Green tea extract (GTE) attenuates adipose inflammation by restoring glutathione redox status in high fat diet‐induced nonalcoholic fatty liver disease (NAFLD)

Adipose and hepatic inflammation contributes to NAFLD. We hypothesized that the anti‐inflammatory activities of GTE would decrease inflammation, restore glutathione redox status and attenuate hepatic injury in NAFLD. Wistar rats (16‐wk old, n=63) were fed a low‐fat (LF) diet containing no GTE or a high‐fat (HF) diet containing 0, 1, or 2% GTE for 8 wks. HF controls had greater (p<0.05) adipose and hepatic monocyte chemoattractant protein‐1 (MCP‐1) and tumor necrosis factor‐α (TNF‐α) compared to LF controls. GTE decreased MCP‐1 by 25–64% and TNF‐α by 40–42% in adipose and liver.

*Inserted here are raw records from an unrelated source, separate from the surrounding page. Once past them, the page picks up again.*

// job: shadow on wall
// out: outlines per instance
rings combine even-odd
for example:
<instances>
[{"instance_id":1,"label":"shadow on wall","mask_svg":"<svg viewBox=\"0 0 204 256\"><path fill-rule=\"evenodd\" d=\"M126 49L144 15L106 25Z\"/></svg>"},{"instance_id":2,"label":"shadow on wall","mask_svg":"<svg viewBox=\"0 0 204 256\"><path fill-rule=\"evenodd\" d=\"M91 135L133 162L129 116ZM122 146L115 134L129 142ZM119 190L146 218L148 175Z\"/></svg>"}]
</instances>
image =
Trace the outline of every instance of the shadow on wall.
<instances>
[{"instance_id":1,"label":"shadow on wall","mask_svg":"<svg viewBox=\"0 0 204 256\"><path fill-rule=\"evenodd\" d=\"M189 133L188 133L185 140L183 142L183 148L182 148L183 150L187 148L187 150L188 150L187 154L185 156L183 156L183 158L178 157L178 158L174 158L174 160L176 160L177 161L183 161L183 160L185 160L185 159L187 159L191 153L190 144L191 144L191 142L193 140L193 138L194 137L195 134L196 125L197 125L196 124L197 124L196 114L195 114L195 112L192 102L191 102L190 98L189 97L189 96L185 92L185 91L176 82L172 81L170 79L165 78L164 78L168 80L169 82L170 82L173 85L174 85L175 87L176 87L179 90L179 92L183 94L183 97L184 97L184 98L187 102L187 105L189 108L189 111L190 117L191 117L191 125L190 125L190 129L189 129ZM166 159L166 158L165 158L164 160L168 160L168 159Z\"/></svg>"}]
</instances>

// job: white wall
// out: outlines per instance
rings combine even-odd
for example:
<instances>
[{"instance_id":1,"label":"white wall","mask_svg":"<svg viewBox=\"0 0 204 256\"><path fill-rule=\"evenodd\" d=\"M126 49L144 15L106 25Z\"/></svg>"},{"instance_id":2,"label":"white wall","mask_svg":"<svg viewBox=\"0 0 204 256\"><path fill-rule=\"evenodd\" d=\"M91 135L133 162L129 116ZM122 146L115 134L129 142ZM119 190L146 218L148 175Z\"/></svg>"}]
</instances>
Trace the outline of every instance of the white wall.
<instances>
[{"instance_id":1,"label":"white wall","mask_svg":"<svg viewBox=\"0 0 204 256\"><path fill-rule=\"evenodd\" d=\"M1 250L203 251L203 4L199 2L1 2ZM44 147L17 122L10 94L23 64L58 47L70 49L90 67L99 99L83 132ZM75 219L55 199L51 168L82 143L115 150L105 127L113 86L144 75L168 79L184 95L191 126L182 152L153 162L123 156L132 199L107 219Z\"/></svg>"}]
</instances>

GTE increased adipose and hepatic glutathione (GSH) by 19–43% that was decreased by HF feeding. HF controls had decreased adipose glutathione disulfide (GSSG) that was normalized by GTE to levels of LF controls. GTE lowered serum alanine aminotransferase (ALT) by 39% relative to HF controls. Adipose TNF‐α and hepatic TNF‐α and MCP‐1 were correlated to ALT. Adipose TNF‐α and GSH/GSSG ratio were positively correlated whereas hepatic MCP‐1 and GSH were inversely correlated suggesting that tissue inflammation alters thiol redox status. ALT and adipose total GSH were inversely correlated suggesting that higher adipose thiol levels are associated with the amelioration of hepatic injury. Thus, GTE decreased HF‐induced inflammation and hepatic injury in NAFLD by altering tissue GSH redox status. Supported by the USDA‐NRI (2007‐02303) to RSB.